Полуптица задумчиво глянула вверх, как будто там были написаны цифры, и ответила:
– Тысячу лет… и еще сто двадцать три года.
– Пили, брат! – торжественно объявил Васька и принялся точить когти о ветку.
Мишка, которому надоело держать оттянутую ветку, отпустил ее. Из кроны раздался возмущенный мявк – видимо, коту попало по носу.
– Если не пилить, – решила поддержать мысль Севки Маша, – тогда можно… рядом второй посадить! Одни в старом останутся, вторые в новый переберутся!
Все задумались. Что-то в этой идее было.
– Не равноценно, – с сожалением сказал Антоха. – Кто согласится поменять древнее древо на молодой дубок?
– Оба согласятся! – вдруг заявил Мишка. – Мы два дубка посадим! Чтобы по справедливости!
– А старый? – спросил Севка.
Мишка пожал плечами, всем видом показывая, что не может же он придумывать каждую мелочь.
– Будет нейтральной территорией! – решил Антон. – Местом для встреч и переговоров. Как думаешь, Лёль?
Но Лёля ничего не ответила. Она стояла, прижавшись к стволу щекой, и гладила его так, как будто навсегда прощалась с дорогим другом.
* * *
Когда делились, кто с кем пойдет договариваться, как-то само собой получилось, что все захотели пойти с Лёлей к Перуну, а к Паляндре – только один Антон. Он, в принципе, не возражал, но Севка, недовольно потеребив очки, все-таки решил к нему присоединиться. Как он пояснил, «для представительности».
Лёля повела Машу и Мишку наверх, втайне ожидая застать уже привычный кавардак, но там оказалось непривычно чисто. Причиной тому была усталая приветливая женщина, которая как раз заканчивала подметать крышу необычным веником. Он больше напоминал букет: затейливо переплетенные одуванчики, мать-и-мачеха, ландыши и даже чертополох.
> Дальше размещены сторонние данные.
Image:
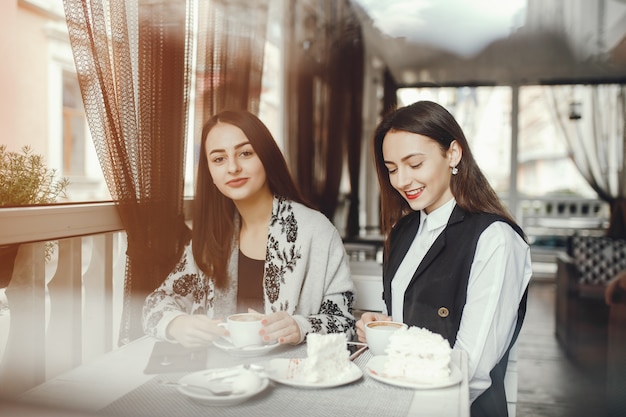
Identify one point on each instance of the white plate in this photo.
(375, 369)
(205, 397)
(245, 352)
(288, 372)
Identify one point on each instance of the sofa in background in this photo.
(582, 316)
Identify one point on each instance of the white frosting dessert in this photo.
(418, 354)
(327, 358)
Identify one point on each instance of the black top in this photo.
(250, 284)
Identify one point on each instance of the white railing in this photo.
(61, 312)
(67, 311)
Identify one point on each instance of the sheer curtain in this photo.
(593, 120)
(324, 103)
(136, 60)
(231, 44)
(133, 61)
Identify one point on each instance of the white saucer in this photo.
(245, 352)
(375, 369)
(205, 397)
(288, 371)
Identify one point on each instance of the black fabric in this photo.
(441, 280)
(250, 284)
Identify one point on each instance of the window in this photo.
(74, 128)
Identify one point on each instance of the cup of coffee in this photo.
(244, 329)
(377, 334)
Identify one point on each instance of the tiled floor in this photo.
(549, 384)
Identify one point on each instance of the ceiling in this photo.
(482, 42)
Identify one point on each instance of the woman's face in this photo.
(418, 169)
(235, 168)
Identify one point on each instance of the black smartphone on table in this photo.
(355, 349)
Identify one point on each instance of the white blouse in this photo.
(488, 321)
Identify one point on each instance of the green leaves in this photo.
(25, 179)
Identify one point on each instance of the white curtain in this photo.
(593, 121)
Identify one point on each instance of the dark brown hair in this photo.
(470, 188)
(213, 213)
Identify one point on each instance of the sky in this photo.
(460, 26)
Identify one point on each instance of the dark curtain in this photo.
(390, 93)
(324, 103)
(597, 141)
(231, 44)
(133, 60)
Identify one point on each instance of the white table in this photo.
(117, 380)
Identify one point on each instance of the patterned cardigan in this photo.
(306, 274)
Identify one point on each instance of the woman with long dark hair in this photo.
(256, 245)
(455, 261)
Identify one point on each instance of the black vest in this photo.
(436, 295)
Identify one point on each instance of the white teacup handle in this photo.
(225, 325)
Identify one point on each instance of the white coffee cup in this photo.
(244, 329)
(377, 334)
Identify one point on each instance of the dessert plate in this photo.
(376, 365)
(245, 384)
(290, 372)
(244, 352)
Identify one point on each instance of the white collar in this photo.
(438, 217)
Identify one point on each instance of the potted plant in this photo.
(25, 180)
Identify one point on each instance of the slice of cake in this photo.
(327, 357)
(418, 354)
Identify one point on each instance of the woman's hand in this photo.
(366, 318)
(281, 327)
(195, 330)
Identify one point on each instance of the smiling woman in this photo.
(255, 245)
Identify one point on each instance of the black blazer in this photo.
(436, 294)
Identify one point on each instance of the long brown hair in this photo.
(469, 186)
(214, 214)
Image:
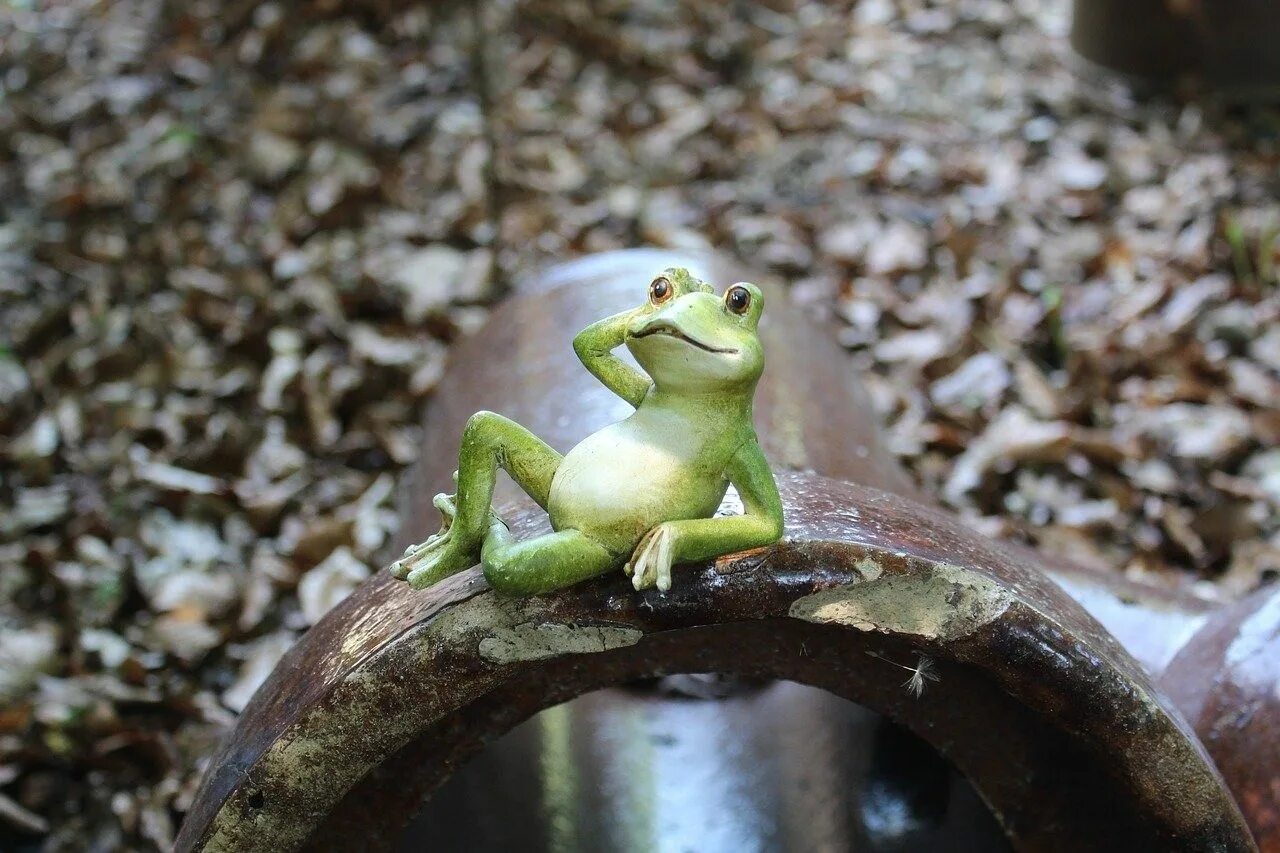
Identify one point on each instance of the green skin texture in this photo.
(638, 495)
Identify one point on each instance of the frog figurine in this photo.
(643, 493)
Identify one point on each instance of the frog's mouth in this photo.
(670, 329)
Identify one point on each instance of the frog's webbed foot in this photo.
(650, 561)
(443, 553)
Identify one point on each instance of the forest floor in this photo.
(238, 238)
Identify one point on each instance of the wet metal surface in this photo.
(773, 767)
(1050, 717)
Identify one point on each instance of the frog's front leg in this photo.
(694, 539)
(489, 442)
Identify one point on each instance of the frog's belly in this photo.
(615, 488)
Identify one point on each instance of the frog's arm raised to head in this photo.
(594, 347)
(695, 539)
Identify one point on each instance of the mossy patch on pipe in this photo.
(937, 602)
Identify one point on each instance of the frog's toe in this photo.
(439, 565)
(650, 564)
(448, 507)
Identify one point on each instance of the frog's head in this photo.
(690, 340)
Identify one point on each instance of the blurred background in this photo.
(238, 238)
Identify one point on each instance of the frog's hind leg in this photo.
(489, 442)
(542, 564)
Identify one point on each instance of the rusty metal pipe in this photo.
(1057, 726)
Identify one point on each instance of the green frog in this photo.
(640, 495)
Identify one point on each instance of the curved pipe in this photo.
(1046, 715)
(1083, 706)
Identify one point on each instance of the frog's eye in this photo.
(659, 291)
(737, 300)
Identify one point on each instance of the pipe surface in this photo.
(1057, 726)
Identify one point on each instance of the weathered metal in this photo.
(1057, 726)
(1225, 45)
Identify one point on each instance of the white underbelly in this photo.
(616, 487)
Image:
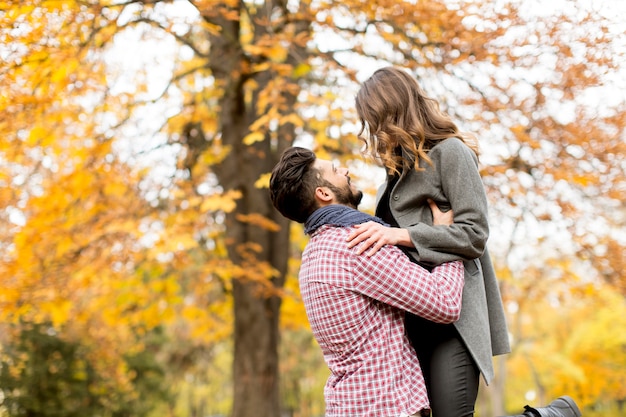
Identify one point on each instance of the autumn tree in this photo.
(134, 197)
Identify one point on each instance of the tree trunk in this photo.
(262, 254)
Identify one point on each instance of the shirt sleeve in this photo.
(457, 168)
(390, 277)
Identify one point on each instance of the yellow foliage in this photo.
(224, 202)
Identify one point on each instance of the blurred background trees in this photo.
(143, 269)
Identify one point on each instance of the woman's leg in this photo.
(454, 379)
(450, 373)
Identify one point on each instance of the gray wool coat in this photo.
(454, 181)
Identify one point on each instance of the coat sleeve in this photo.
(457, 169)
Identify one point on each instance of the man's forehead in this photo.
(322, 164)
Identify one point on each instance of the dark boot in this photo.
(561, 407)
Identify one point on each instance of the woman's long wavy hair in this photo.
(396, 113)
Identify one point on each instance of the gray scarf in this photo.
(337, 215)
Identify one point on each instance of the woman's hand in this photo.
(374, 236)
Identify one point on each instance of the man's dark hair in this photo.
(293, 182)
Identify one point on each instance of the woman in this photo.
(427, 157)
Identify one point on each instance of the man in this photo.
(356, 303)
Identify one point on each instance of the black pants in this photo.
(451, 374)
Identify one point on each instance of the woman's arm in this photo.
(375, 235)
(460, 182)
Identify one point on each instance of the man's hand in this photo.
(439, 217)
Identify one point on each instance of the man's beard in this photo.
(346, 196)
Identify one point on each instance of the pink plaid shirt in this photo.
(355, 306)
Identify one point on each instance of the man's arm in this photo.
(390, 277)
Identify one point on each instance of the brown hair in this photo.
(396, 113)
(293, 182)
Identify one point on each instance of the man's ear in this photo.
(323, 194)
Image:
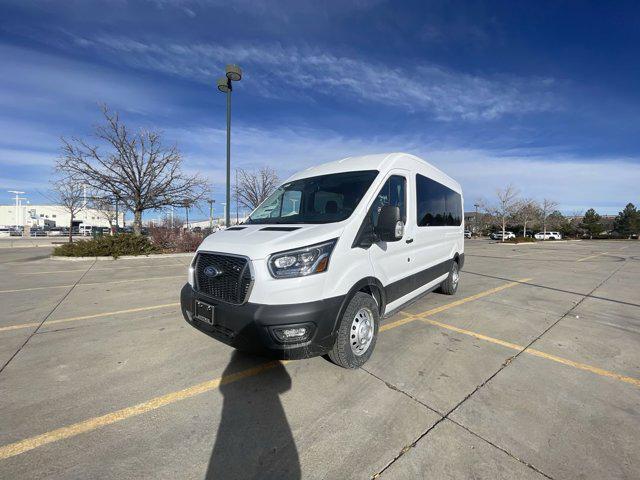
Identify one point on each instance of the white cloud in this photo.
(574, 182)
(276, 71)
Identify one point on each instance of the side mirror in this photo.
(390, 227)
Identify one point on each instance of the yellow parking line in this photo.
(88, 317)
(22, 446)
(90, 284)
(25, 445)
(102, 269)
(94, 423)
(433, 311)
(537, 353)
(591, 256)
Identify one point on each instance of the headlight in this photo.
(301, 261)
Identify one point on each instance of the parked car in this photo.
(498, 235)
(326, 256)
(548, 236)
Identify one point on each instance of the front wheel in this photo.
(357, 333)
(450, 285)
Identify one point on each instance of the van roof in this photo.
(381, 162)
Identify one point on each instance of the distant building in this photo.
(52, 216)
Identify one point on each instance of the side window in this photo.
(291, 203)
(437, 205)
(393, 192)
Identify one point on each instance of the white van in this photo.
(548, 236)
(333, 250)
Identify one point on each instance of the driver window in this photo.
(393, 192)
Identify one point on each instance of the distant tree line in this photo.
(508, 211)
(132, 168)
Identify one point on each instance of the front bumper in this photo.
(249, 326)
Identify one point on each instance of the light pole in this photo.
(233, 74)
(17, 194)
(476, 217)
(211, 202)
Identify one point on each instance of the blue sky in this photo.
(543, 95)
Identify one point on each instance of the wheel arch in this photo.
(369, 285)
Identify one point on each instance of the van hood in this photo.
(260, 241)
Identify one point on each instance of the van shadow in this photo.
(254, 439)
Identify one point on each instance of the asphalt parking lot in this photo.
(532, 370)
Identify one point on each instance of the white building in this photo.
(53, 216)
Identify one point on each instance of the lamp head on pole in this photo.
(223, 84)
(234, 73)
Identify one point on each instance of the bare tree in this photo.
(527, 211)
(505, 207)
(254, 187)
(133, 166)
(546, 208)
(106, 209)
(70, 195)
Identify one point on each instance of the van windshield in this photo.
(322, 199)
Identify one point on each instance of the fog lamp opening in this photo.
(292, 333)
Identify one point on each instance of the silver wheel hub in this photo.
(361, 332)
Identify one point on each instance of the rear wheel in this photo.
(450, 285)
(357, 333)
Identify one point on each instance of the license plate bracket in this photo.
(205, 312)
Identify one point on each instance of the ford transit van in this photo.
(333, 250)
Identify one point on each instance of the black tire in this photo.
(342, 353)
(450, 285)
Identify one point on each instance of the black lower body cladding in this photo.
(250, 326)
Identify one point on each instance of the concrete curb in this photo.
(124, 257)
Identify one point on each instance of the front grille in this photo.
(228, 280)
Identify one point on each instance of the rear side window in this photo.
(437, 205)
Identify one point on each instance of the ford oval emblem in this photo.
(211, 271)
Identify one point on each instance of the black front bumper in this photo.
(249, 326)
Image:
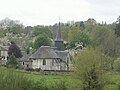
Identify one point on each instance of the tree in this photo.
(12, 61)
(90, 66)
(14, 50)
(42, 40)
(117, 29)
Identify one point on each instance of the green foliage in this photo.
(77, 36)
(10, 80)
(42, 40)
(117, 29)
(12, 61)
(90, 67)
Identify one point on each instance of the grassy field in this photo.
(12, 78)
(51, 80)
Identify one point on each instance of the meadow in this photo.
(11, 79)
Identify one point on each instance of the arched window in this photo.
(44, 62)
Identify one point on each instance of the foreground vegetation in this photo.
(11, 79)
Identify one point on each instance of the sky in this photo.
(49, 12)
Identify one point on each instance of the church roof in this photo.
(25, 58)
(58, 34)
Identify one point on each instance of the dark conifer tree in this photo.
(14, 50)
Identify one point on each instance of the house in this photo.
(3, 54)
(48, 58)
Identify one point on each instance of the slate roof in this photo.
(58, 36)
(44, 52)
(62, 54)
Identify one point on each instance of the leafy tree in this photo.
(73, 37)
(82, 27)
(90, 66)
(42, 40)
(14, 50)
(117, 29)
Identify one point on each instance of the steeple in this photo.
(59, 40)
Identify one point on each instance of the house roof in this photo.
(44, 52)
(3, 48)
(62, 54)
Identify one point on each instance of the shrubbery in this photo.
(13, 80)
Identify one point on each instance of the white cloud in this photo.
(33, 12)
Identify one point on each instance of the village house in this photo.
(3, 54)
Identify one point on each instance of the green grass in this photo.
(11, 78)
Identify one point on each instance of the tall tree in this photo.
(14, 50)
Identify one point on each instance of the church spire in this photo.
(59, 40)
(58, 36)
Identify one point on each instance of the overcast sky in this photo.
(47, 12)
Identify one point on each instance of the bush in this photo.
(90, 67)
(11, 80)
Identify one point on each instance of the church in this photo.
(49, 58)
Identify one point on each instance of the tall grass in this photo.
(12, 80)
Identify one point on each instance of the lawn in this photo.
(52, 82)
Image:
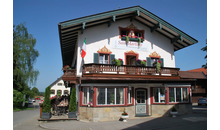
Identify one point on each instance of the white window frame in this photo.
(158, 96)
(87, 94)
(107, 96)
(181, 91)
(129, 97)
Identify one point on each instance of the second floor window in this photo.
(104, 58)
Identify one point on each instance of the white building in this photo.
(58, 85)
(141, 90)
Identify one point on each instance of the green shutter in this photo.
(112, 56)
(96, 58)
(148, 61)
(162, 60)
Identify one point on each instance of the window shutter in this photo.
(148, 61)
(112, 56)
(162, 60)
(96, 58)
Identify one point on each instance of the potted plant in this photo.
(89, 103)
(117, 62)
(158, 65)
(124, 116)
(173, 112)
(138, 62)
(46, 104)
(143, 62)
(72, 104)
(66, 67)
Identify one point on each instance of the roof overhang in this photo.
(69, 30)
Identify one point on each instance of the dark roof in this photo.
(199, 70)
(192, 75)
(68, 30)
(58, 79)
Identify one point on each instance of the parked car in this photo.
(202, 101)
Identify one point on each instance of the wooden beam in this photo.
(156, 27)
(111, 20)
(175, 39)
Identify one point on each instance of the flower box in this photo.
(132, 39)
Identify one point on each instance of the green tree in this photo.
(205, 49)
(47, 101)
(24, 57)
(35, 91)
(17, 98)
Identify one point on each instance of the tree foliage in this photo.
(24, 57)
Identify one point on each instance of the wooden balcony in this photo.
(129, 71)
(69, 75)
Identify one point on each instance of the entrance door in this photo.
(141, 102)
(130, 60)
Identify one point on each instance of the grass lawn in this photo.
(22, 109)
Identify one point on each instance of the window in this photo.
(171, 95)
(59, 84)
(52, 91)
(66, 92)
(129, 97)
(87, 95)
(153, 60)
(59, 91)
(159, 95)
(110, 96)
(103, 58)
(178, 95)
(185, 94)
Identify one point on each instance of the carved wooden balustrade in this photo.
(128, 69)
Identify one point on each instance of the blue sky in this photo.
(42, 18)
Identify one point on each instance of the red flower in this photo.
(125, 113)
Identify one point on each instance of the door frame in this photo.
(130, 53)
(146, 98)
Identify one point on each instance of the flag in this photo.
(83, 49)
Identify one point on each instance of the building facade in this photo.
(130, 34)
(58, 86)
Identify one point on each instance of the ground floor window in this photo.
(110, 96)
(159, 95)
(178, 95)
(87, 95)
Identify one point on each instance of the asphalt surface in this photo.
(22, 116)
(197, 120)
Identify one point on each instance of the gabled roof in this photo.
(191, 75)
(68, 30)
(199, 70)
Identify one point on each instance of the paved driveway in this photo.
(22, 116)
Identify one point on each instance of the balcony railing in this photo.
(69, 73)
(128, 69)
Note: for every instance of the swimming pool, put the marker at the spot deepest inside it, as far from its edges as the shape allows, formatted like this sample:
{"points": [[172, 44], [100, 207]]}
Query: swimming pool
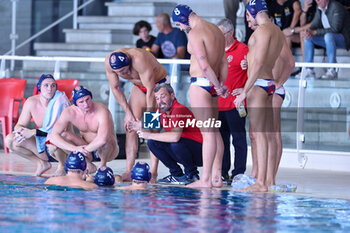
{"points": [[29, 206]]}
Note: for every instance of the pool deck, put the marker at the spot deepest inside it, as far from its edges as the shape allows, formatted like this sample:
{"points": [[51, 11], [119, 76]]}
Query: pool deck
{"points": [[310, 182]]}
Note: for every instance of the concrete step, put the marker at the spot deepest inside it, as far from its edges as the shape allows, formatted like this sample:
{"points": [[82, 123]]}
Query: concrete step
{"points": [[98, 36], [79, 46], [139, 8], [115, 19], [71, 53]]}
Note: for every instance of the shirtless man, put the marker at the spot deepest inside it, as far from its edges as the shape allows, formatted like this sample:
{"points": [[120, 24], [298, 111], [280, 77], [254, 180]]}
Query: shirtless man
{"points": [[94, 121], [265, 45], [208, 70], [142, 69], [75, 166], [23, 141], [281, 72]]}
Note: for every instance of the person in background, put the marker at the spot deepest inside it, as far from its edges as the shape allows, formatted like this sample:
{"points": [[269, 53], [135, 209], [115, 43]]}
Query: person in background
{"points": [[231, 8], [170, 42], [285, 14], [142, 29], [233, 124], [330, 29]]}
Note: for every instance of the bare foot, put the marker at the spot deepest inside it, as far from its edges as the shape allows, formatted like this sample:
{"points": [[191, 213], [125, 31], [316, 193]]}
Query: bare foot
{"points": [[90, 167], [217, 182], [42, 167], [200, 184], [126, 177], [60, 171], [255, 188]]}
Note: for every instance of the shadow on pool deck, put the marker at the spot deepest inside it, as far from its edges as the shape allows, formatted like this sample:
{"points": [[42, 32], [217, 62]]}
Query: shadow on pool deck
{"points": [[320, 183]]}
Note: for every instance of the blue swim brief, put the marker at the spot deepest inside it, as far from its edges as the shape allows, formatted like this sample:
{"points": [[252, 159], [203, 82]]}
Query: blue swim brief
{"points": [[281, 92], [267, 84]]}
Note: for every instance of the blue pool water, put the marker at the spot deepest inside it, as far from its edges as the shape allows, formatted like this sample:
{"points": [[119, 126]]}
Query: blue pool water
{"points": [[29, 206]]}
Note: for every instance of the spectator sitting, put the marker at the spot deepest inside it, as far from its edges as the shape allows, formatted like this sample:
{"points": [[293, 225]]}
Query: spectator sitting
{"points": [[170, 42], [286, 15], [142, 29], [330, 29]]}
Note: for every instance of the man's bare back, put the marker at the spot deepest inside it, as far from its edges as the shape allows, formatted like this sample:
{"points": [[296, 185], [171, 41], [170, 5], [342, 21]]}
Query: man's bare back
{"points": [[88, 123], [208, 34], [272, 40], [142, 61]]}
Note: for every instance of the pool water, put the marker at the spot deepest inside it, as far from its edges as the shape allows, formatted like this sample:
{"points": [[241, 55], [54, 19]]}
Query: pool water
{"points": [[27, 205]]}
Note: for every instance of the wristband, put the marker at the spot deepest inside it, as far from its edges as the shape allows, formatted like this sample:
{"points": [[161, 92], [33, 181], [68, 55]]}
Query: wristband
{"points": [[40, 133]]}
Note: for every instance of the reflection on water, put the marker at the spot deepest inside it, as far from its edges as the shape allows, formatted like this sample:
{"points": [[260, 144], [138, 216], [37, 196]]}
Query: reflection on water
{"points": [[28, 204]]}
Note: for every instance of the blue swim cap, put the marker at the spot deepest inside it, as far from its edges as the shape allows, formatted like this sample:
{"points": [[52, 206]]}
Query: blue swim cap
{"points": [[255, 6], [104, 177], [42, 78], [118, 60], [79, 92], [75, 161], [181, 13], [141, 172]]}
Увидев Лёлю, женщина смутилась и принялась оправдываться:
– Я с утра просто не успела прибраться… Ты уж прости, Лёлюшко-дитятко…
Эти извинения были прерваны неприятным голосом Перуна:
– Лада! Хватит перед ними спину гнуть! Не гости пришли, а просители!
Но добрая Лада все-таки поклонилась и, бормоча: «Вот и ладно, вот и ладушки…», скрылась в чердачном окне.
Перун выглядел повнушительнее, чем при вчерашнем разговоре, да и свита собралась более пышная: плечистый Ярило (все еще в занавеске, но в свежем венке); задумчивый старичок, который перебирал в руке, словно четки, цветы шиповника; смешливый мужичонка, который немедленно принялся строить Лёле с Машей то ли глазки, то ли рожи, и несколько полупрозрачных девушек с большими, как у цапель, крыльями.
Все они смотрели скорее добродушно, чем сердито. Даже Перун пыжился, кажется, больше для формы.